ダビーが言うには、隠蔽魔法で間違いないだろうと言う事。
ダビーが使う遁術というものとは違い、恐らくは魔法陣等の術式結界だろうと言う事。
もしかするとその出入り口は一箇所に留まっていない可能性があるという事だった。
「毎度毎度動き回ってるとなると…面倒だな」
「どうにかして突き止められないかな…」
そこへサルガスがやってきた。
「何か掴めそうか?」
サルガスにも説明し今夜から動き出す事を伝えた。
「そうか…それとシリウス、課業が終わったら剣術クラブに来てくれ」
「わかった」
(おいあの二人殿下にタメ口で話してたぞ…)
(何者なんだ?)
「おかわりなのです!ここのご飯は美味しいのです!」
「………」
〜放課後〜
俺はサルガスの言う通り剣術クラブの訓練場に顔出した。
「来たかシリウス、模擬戦をしてくれ」
「わかった。そこの木剣でいいか?」
「いや真剣で頼む」
「……分かった」
俺は薙刀を出した。
(おい今アイツどこからあの槍出したんだ…)
(何者なんだ…殿下と真剣でやるのか?)
(あ、しまった……収納魔法…)
「お前……フッ、なるほどな」
「サルガスは両手剣なんだな」
「ああ、俺も少しは強くなったのだぞ」
「そうか、じゃあいつでも良いぜ!受けてやる!」
サルガスから攻め込んだ。
久々とはいえ何度も打ち合った相手だ。
サルガスは全力で打ち込む。
またシリウスもそれにキッチリ答える。
サルガスの腕前は見違える程に上達していた。
シリウスもそれが嬉しかった。騎士科に進み剣術クラブに所属し、毎日絶え間なく腕を磨いてきたのだろう。

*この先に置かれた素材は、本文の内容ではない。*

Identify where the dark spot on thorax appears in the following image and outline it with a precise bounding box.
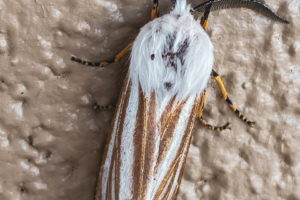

シリウスも力は抜いてはいるが、サルガスの嫌がりそうなところへと打ち込む。
そうする事でお互いの剣技が活きることを分かっているのだ。
感慨に耽っていると、サルガスの剣が鋭さを増してシリウスの懐に迫ってきた。
少し危なっかしく避けたシリウスにサルガスが更に追撃を仕掛けた。速い!
少し間を取ったシリウスは気付いた。
「サルガスも人が悪いな。そっか…そうだよな」
「当然だ!予も宮廷作法ばかり学んでいる訳では無いのだぞ」
「フィジカルブースト……覚えたんだな」
「そういうことだ。来いシリウス!」
楽しい。心地良い。強敵と対峙するような緊張感は無いが……お互いの確認作業のような。
会話するようにその後も延々と打ち合った。